ST. PETERSBURG — In a crowded performing arts market, the Mahaffey Theater needs to sharpen its identity in order to thrive, according to an independent analysis of the city-owned center.
The theater has been struggling to fill its seats and book acts since a $20 million renovation in 2006. After two lackluster seasons, Broadway Across America terminated its contract in September, a year early.
To succeed, the Mahaffey needs to find ways to increase net revenue and carve out a niche, according to a report by AMS Planning & Research presented to the City Council Monday. For example, the Mahaffey could market itself as a diverse music hall or, conversely, one of the few places to see the Florida Orchestra.
"If it doesn't have a brand or an identity, why not go to Tampa or Clearwater or Sarasota or whatever is closer?" said AMS president Steven Wolff.
Among the report's findings:
• The Mahaffey is not effectively marketing itself to people outside the city and spends less on marketing per patron than other performing arts centers.
• The theater is booked 47 percent of its available days, below the national average of 52 percent.
• Only 34 percent of Broadway performance tickets are sold, compared with the national average of 66 percent.

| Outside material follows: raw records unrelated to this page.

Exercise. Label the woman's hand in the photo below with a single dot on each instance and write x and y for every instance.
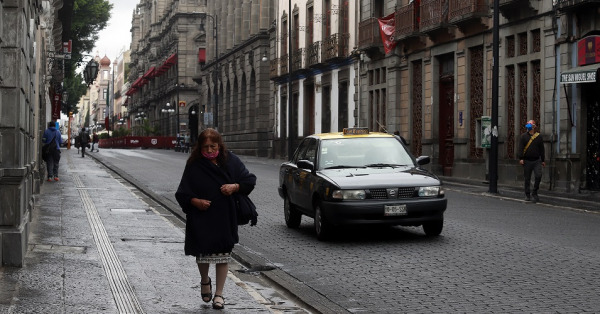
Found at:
(228, 189)
(201, 204)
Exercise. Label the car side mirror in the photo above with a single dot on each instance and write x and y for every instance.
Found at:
(305, 164)
(423, 160)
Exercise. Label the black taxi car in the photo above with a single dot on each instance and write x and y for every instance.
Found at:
(360, 177)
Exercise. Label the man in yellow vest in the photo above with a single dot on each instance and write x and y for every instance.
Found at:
(532, 156)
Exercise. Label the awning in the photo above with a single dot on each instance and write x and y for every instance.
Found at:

• Family and variety performances are the theater's most successful programs.
• The Mahaffey ranked fourth, behind Ruth Eckerd Hall, the Tampa Bay Performing Arts Center and the St. Pete Times Forum, in a recent survey of local venue patrons. It ranked higher than the Tampa Theatre, Ford Amphitheater, Jannus Landing and the USF SunDome.
The findings are based on the Connecticut firm's analysis of the theater's marketing programs, events and operations.
The report suggests the city survey nonattendees to understand program preferences.
To reduce the city's $1 million annual subsidy, the city must launch an aggressive fundraising effort to engage the private sector, the report concludes.
SMG, the national performing arts management company that oversees the theater for the city, is doing an effective job, the report found.
The Mahaffey is currently selling tickets to performances showcasing popular singers Kenny Rogers and David Cook, Pyotr Tchaikovsky's Sleeping Beauty Ballet, the Florida Orchestra and Stomp, a nontraditional dance troupe, according to its Web site.
The Florida Orchestra has been in tentative discussions with the city to increase its allotted performance nights.
The city could refuse with hopes of landing a more diverse showcase of performers on nights when the orchestra doesn't perform.
"But if it doesn't, we end up with an empty night," said Wolff.
Mayor Rick Baker didn't seem inclined to increase orchestra nights.
The Mahaffey already is establishing itself as a go-to attraction for patrons looking for an evening of art and dining, he said.
"Our theater is uniquely located in areas where you have so much going on," he said. "You can help sell downtown as a component of the theater itself."
Focusing solely on increasing orchestra performances wouldn't be wise, he said.
"I'm very supportive of the orchestra. I think they're great," Baker said. However, "my sense of the community is that they want a mix of things."